I just figured this out by accident. On my latest track, I added a Fabfilter Pro-Q 2 on the master just to do the usual low-cut/high-cut and remove some ringiness. I forgot to do it before I rendered the track, so I re-opened the project and added the EQ. The thing is after I did the eq-ing, my kick started to sound different each time it hited. I thought it might be just in my head, but after several listens, I found out it's not. The eq was affecting my output. And I decided to make a short test.
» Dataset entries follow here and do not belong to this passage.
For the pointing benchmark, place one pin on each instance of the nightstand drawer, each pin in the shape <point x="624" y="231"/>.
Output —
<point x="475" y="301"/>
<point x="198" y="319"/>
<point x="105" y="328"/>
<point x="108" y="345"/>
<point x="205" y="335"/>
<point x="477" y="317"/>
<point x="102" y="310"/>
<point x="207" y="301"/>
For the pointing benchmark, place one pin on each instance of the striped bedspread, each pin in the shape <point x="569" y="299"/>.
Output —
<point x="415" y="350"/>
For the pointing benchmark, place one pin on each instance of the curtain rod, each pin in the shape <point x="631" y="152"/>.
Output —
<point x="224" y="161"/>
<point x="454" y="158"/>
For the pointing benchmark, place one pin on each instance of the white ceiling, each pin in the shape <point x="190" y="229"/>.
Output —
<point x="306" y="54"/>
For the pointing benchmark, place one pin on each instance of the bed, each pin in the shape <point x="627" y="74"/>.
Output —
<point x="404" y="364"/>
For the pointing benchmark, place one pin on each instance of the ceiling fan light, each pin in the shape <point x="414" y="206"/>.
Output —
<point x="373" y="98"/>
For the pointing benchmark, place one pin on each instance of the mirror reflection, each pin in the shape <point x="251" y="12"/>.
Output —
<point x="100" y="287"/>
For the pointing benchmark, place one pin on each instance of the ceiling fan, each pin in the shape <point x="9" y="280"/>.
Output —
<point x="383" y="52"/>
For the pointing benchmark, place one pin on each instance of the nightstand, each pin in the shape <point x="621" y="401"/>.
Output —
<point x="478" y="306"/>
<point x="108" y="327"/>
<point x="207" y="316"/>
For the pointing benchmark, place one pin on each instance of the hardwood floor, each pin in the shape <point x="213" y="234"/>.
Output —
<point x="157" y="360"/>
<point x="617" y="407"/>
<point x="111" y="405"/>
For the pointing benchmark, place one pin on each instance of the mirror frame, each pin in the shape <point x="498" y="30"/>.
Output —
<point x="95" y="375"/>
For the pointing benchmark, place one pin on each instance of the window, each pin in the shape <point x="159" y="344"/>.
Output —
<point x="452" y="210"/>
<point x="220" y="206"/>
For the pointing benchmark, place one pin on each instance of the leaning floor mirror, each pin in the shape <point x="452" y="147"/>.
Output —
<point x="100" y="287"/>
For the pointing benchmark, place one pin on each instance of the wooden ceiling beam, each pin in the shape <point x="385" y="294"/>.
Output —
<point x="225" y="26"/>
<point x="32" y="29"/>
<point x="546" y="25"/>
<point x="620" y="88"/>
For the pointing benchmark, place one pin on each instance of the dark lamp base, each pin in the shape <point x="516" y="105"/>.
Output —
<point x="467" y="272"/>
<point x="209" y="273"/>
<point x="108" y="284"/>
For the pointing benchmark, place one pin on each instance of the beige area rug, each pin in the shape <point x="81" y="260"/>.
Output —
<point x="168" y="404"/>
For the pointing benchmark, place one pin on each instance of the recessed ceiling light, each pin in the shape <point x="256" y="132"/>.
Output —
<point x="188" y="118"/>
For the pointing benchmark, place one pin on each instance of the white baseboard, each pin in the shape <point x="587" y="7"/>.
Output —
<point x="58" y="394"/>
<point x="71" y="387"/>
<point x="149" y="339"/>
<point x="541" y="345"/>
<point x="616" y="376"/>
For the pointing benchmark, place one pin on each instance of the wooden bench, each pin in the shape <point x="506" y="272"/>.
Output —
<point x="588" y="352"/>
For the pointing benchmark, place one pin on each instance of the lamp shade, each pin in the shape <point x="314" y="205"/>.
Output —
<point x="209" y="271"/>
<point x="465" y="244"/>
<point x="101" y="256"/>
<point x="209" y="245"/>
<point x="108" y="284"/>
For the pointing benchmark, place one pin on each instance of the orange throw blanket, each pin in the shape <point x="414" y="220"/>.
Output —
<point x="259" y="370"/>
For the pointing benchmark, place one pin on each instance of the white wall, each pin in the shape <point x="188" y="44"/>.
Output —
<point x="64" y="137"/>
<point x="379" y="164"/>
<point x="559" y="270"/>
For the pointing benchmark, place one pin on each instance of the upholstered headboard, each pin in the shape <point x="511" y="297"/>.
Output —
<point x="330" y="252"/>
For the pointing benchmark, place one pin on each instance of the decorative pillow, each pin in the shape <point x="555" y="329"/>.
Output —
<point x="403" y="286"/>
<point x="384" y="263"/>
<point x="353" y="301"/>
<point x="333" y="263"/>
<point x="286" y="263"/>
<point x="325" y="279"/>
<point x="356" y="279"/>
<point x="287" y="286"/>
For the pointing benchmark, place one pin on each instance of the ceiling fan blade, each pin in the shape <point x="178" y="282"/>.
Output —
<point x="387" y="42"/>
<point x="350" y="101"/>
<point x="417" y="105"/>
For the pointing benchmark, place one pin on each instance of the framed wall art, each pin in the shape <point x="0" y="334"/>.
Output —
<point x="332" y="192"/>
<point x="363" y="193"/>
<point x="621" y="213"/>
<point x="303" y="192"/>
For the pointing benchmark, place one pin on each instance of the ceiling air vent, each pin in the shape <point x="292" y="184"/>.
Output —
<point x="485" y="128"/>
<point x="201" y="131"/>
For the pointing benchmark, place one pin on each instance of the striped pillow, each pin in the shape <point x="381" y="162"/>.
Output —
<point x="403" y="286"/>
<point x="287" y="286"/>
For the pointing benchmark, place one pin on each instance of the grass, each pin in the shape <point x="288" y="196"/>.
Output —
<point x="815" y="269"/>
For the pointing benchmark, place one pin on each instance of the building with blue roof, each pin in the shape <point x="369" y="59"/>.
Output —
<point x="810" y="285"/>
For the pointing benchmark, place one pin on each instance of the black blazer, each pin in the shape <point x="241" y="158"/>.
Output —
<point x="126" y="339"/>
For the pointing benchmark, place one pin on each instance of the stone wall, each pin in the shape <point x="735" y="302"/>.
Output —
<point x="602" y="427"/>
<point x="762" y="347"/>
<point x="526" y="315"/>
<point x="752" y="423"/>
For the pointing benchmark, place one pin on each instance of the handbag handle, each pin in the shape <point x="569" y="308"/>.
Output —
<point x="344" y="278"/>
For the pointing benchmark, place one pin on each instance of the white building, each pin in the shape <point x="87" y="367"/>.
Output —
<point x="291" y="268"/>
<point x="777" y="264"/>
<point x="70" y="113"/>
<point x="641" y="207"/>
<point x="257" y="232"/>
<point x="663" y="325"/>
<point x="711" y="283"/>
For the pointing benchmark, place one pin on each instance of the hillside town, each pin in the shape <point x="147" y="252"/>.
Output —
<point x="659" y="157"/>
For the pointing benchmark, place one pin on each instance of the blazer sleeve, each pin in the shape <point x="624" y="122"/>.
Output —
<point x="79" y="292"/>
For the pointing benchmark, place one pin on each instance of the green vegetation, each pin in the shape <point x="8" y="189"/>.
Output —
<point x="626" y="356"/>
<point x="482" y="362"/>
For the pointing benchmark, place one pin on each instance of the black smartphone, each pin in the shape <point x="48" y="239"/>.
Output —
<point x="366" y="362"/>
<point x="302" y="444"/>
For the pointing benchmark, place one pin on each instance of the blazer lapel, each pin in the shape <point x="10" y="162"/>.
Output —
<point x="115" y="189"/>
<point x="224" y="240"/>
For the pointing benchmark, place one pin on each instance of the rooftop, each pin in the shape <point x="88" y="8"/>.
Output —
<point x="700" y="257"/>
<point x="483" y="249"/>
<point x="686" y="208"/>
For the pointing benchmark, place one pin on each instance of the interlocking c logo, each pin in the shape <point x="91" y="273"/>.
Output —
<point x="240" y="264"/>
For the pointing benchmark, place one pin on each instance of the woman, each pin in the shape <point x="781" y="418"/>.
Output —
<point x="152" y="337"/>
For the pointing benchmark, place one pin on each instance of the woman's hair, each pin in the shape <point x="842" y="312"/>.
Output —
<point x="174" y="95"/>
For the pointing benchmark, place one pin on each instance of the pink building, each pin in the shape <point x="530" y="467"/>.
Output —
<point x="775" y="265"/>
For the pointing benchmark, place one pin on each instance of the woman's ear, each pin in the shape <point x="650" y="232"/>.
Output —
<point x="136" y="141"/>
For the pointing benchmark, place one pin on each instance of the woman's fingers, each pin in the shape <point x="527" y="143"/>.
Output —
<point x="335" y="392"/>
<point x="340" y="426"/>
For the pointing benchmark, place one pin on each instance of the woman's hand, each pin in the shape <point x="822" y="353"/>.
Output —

I took several tracks, applied an EQ plugin on the master channel and (very important) started to low cut/high cut (basically "cut" some frequencies). I was very surprised to see that my master gain blew up by 5-6 dbs over 0! Now the question is... WHY? I didn't add any dbs, didn't boost anything. On contrary, I cutted out some frequencies that weren't needed. I tried this with Fabfilter Pro-Q (1 & 2) and with Ableton's stock EQ Eight. I even tried all the different processing modes from Fabfilter (Zero latency, Natural Phase, Linear Phase). It did the same for the "Zero Latency" and "Natural Phase", but it worked better with the "Linear Phase" mode activated. The thing is the "Linear Phase" adds pre-ringiness, which I obviously don't want.
Can someone please explain the "magic" behind this? Why is the output going red (by so many dbs lol) when doing frequency cuts?